Ebbene, a parere della Suprema Corte, nel caso di specie, i giudici di merito si sono attenuti a tali princìpi laddove hanno respinto la domanda di risarcimento del danno patrimoniale non ritenendo adeguatamente assolto l'onere di allegazione e prova, sul rilievo che lo stesso lavoratore avesse espressamente formulato la domanda risarcitoria come danno in re ipsa, senza in alcun modo allegare come la forzata inattività avesse causato conseguenze negative in termini di perdita di professionalità in relazione al tipo di attività svolta o di possibilità di reperimento di nuovi lavori.

Contratto di appalto e subordinazione

Cass. Sez. Lav. 13 marzo 2019, n. 7170

Pres. Nobile; Rel. Garri; Ric. A.D.; Controric. T.S.P.A.+2;

Lavoro subordinato – Contratto di appalto – Interposizione illecita di manodopera – Committente che si limita a impartire disposizioni agli ausiliari dell'appaltatore – Irrilevanza

La circostanza che il personale dell'appaltante impartisca disposizioni agli ausiliari dell'appaltatore non è da sola sufficiente per configurare quell'esercizio di potere direttivo ed organizzativo che caratterizza il rapporto di lavoro subordinato
NOTA
Nel caso che ci occupa il lavoratore, assunto prima con contratto occasionale e successivamente con contratto a progetto dalla società datrice di lavoro, svolgeva la sua prestazione in esecuzione di un contratto di appalto per la fornitura di servizi informatici e software alla società committente.
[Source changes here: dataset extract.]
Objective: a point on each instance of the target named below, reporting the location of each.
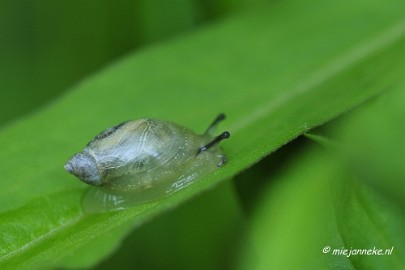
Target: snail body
(143, 160)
Nell'appalto in esame la società datrice di lavoro rivestiva il ruolo di subappaltatore.
Il lavoratore conveniva in giudizio la società committente e la società datrice di lavoro per sentire dichiarare l'esistenza di un rapporto di lavoro subordinato con la società committente, sostenendo la non genuinità dell'appalto e la conseguente interposizione illecita di manodopera, nonché l'illegittimità dei recessi intimatigli, richiedendo la reintegra nel posto di lavoro (in via principale presso la committente e in subordine presso la società datrice di lavoro) oltre al risarcimento del danno.
Le richieste del lavoratore venivano integralmente respinte in primo grado mentre la Corte d'Appello, in parziale riforma della sentenza emessa dal giudice di prime cure, sosteneva da una parte che il lavoratore non avesse offerto sufficienti elementi per ritenere provata l'interposizione illecita di manodopera, ritenendo peraltro non sufficiente a tal fine il fatto che i dipendenti del subappaltatore utilizzassero strumenti di proprietà della committente o dell'appaltatore, dall'altra che il contratto a progetto stipulato dal lavoratore con la società datrice di lavoro fosse nullo e ne dichiarava dunque la conversione (in rapporto di lavoro subordinato).
Contro tale decisione della Corte d'Appello proponeva ricorso per Cassazione il lavoratore, sulla base di vari motivi, sostanzialmente consistenti – per quanto qui interessa – nell'essere la Corte d'Appello incorsa nell'errore di considerare l'appalto intercorso come genuino pur in assenza di qualsiasi attività di direzione da parte della società datrice (che ne aveva soltanto la gestione amministrativa, a detta dello stesso lavoratore) e nonostante le modalità di svolgimento della prestazione in concreto fossero incompatibili con un appalto genuino (con particolare riferimento al fatto che gli interventi fossero effettuati su richiesta della committente).
La Suprema Corte ha respinto le censure del lavoratore e rigettato l'intero ricorso.
In particolare la Cassazione ha ribadito un suo costante orientamento a mente del quale «la circostanza che il personale dell'appaltante impartisca disposizioni agli ausiliari dell'appaltatore non è da sola sufficiente per configurare quell'esercizio di potere direttivo ed organizzativo che caratterizza il rapporto di lavoro subordinato».
Secondo la Cassazione, la Corte territoriale ha, nel caso di specie, fatto corretta applicazione di tale principio rilevando che, alla luce delle emergenze istruttorie, le direttive impartite dalla committente non fossero sufficienti, a fronte di altri profili di rilievo organizzativo e di gestione del rapporto di lavoro emersi, a far ritenere sussistente un rapporto di lavoro subordinato in capo alla committente medesima.
La subordinazione esistente e correttamente rilevata dalla Corte d'Appello era dunque esclusivamente quella nei confronti della società datrice di lavoro, vista la nullità del contratto di lavoro a progetto stipulato.